【Topaz Video AI】AIモデルのおすすめ設定を解説

Mac

Text:ちゃんまさ 記事流用しないでね!

Topaz Videoには用途の異なるAIモデルが数多く搭載されており、「どれを選べばいいのかわからない」と感じる人も多いでしょう。

実際には、映像の種類に合ったAIモデルを選ぶことが、画質向上の効果を大きく左右します。 例えば、YouTube動画ならProteus、VHSやDVDならArtemis、人物映像ならIris、ノイズの多い夜景ならNyxというように、それぞれ得意分野が異なります。

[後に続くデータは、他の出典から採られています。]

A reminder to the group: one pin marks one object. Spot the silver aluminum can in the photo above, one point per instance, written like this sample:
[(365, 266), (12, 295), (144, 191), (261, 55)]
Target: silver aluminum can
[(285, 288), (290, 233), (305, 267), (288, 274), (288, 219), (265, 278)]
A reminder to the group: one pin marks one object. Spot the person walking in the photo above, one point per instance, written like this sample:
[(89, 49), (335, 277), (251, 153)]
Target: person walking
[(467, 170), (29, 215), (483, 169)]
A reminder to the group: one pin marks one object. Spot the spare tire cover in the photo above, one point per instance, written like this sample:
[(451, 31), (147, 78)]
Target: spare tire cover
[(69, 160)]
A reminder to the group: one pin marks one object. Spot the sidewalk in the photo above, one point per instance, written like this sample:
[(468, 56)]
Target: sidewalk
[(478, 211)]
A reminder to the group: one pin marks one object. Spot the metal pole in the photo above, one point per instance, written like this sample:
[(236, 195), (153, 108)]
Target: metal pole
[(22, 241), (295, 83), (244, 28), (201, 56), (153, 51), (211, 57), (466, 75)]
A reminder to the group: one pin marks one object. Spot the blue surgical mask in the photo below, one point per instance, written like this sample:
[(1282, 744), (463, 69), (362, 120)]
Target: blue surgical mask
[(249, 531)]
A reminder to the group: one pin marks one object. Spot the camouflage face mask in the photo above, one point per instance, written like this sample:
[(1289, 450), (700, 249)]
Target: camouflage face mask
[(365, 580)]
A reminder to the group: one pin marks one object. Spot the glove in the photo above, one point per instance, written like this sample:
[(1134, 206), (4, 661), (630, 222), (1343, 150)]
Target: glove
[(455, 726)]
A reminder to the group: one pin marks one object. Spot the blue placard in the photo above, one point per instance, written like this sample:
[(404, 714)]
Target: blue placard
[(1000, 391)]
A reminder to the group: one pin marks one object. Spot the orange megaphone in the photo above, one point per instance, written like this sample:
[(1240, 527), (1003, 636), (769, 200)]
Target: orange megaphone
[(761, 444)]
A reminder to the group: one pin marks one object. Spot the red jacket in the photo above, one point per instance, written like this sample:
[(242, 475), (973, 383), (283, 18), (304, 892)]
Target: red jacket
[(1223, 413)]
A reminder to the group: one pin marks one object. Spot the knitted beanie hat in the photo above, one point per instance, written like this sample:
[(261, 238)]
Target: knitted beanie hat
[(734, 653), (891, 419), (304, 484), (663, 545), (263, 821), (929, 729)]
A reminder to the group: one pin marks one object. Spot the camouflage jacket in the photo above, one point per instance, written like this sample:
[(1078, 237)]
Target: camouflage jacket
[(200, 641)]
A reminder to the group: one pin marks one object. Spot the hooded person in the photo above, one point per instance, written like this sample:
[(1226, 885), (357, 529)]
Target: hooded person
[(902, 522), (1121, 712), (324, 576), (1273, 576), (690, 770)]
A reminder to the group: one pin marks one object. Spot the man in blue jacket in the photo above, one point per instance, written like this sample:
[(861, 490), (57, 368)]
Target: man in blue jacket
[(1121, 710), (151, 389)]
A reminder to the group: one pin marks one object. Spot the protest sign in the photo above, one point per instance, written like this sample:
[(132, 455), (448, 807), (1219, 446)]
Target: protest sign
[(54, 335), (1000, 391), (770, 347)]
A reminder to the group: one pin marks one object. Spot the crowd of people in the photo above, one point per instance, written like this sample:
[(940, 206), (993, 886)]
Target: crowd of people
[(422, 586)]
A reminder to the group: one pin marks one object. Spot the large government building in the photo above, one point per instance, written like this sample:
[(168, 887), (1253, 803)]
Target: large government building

本ブログ記事では、Enhancement AI(高画質化)とFrame Interpolation(フレーム補間)の両方について、各AIモデルの特徴や向いている映像、選び方のポイントをわかりやすく解説します。迷ったときのおすすめモデルや、用途別の組み合わせ例も紹介しているので、自分の映像に最適なAIモデルを見つける参考にしてください。

Topaz VideoのAIモデル選び方

Topaz Video には、用途や映像の状態に応じて使い分けられる複数のAIモデルが用意されています。

しかし、モデルごとの違いが分かりにくく、「どれを選べばよいのか迷う」という人も少なくありませんよね。

実際には、映像に適したAIモデルを選ぶだけで、高画質化やノイズ除去、人物の復元などの効果は大きく変わります。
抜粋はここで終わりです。